In the end, they came up with a financial rescue plan, cutting every cost to a minimum, and injecting an emergency £200 from Karen’s secret box of cash that she kept in an old make-up box above the bed, to try and tide her through the worst of the moment.

At the end of every week, the plan left Harmony with £7.50 spare for any indulgences – “Fancy food, maybe?” suggested Karen hopefully. “Or nice soap?”

For three weeks she made it, and though her debts did not decrease, neither did they grow. On the fourth, the office went out for drinks to celebrate Steve’s birthday, and she didn’t want to lie, didn’t want to tell them why she couldn’t go, the horrid, bitter truth of it all, so she went and had to buy a round. It was just what was expected, and it would have ruined everyone’s night if she’d said no and explained why.

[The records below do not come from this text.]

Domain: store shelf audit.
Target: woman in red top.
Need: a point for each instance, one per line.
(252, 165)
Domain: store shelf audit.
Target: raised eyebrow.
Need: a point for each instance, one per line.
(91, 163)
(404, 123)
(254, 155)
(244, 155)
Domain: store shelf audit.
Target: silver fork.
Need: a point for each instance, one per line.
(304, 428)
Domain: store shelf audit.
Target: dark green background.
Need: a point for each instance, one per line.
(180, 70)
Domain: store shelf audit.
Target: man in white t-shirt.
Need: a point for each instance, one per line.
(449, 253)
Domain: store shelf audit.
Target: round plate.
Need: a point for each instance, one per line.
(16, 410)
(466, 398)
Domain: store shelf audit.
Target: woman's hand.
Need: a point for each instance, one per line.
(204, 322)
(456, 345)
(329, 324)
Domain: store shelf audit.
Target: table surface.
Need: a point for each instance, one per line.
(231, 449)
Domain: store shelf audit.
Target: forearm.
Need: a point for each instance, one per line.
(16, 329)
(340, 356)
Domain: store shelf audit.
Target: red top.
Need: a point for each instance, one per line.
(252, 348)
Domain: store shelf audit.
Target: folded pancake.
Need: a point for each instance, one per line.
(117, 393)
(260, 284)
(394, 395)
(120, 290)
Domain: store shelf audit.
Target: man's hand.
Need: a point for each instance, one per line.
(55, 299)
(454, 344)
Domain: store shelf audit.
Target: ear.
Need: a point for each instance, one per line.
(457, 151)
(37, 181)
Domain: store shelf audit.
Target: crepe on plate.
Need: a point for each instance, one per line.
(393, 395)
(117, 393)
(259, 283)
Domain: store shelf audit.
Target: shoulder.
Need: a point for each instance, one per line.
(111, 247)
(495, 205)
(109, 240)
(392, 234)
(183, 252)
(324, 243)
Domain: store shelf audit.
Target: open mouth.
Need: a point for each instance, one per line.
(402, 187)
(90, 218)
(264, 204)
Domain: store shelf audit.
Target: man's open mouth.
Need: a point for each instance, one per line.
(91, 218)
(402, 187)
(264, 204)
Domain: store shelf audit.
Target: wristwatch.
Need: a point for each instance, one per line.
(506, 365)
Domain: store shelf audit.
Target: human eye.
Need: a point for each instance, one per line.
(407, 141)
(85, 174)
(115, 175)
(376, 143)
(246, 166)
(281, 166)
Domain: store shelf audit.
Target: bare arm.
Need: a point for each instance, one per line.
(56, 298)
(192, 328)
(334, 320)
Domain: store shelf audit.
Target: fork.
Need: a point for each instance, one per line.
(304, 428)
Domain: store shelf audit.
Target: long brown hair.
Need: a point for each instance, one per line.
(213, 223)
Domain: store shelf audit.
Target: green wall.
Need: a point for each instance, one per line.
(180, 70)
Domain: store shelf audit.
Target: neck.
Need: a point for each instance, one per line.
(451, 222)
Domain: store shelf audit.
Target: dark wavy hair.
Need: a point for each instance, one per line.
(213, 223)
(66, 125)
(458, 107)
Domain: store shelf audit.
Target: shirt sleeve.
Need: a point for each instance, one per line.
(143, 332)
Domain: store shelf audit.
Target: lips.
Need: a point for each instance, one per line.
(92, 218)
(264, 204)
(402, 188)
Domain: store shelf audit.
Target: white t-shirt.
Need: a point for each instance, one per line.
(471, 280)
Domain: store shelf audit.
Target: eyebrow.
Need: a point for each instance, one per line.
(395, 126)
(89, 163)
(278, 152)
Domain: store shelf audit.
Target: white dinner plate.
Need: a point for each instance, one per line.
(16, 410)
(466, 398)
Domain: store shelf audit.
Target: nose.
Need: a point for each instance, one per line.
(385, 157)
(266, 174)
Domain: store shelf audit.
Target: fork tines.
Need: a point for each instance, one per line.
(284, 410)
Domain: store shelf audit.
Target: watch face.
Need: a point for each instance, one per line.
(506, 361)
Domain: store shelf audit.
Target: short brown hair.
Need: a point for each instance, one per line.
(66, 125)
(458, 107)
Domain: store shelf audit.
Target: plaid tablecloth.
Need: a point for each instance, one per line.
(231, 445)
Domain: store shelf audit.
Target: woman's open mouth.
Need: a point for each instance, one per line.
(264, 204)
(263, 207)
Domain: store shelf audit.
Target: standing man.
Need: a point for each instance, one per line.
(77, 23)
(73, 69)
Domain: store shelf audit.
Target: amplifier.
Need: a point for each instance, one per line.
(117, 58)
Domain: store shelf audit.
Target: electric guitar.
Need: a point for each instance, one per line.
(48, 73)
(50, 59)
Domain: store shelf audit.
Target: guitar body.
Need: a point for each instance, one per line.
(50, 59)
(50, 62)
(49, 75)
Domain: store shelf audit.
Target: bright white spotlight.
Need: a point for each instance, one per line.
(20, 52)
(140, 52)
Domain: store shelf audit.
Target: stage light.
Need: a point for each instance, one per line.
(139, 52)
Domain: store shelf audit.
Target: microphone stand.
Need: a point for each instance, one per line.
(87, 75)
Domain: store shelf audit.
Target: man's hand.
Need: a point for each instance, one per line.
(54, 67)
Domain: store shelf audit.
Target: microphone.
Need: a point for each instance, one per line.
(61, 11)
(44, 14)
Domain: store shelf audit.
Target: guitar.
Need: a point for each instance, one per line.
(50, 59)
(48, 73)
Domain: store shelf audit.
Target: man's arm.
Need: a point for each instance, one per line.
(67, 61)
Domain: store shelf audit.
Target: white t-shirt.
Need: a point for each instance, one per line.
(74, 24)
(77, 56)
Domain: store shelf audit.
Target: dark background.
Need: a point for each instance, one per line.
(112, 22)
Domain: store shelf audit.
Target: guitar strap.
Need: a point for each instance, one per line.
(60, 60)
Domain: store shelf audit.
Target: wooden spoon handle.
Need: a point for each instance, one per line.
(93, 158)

And that was the next five weeks shot, and she didn’t have anything spare and then the heel broke off her shoe and she still didn’t fit her clothes and needed something to wear, anything . . .

“Is everything, you know, all right?” asked Ibrahim, the boss of the Enfield office. “Are you . . . you know?”

Once upon a time, she would have looked on Ibrahim with scorn. Twenty-three years in fucking Enfield, twenty-three years of semi-detached-with-a-lovely-shed-round-back, twenty-three years of nothing but immune boosts and the odd nutritional upgrade, not even bothering to get his wrinkles done, “quirky” Ibrahim, selling houses with eccentricity and his famous boiler anecdotes. For a while, she’d hated him, and now he was sat opposite her in his office, a shrine to Tottenham Hotspur, legs crossed, hands resting on his knees, and he was being kind.

She found the kindness harder than scorn. Scorn she could take, weave into a coat of armour around herself, a wall of anger, hostility and pain. Scorn was hot and bright, a fearsome thing. Kindness destroyed what little strength she had left, and at last, she told him everything.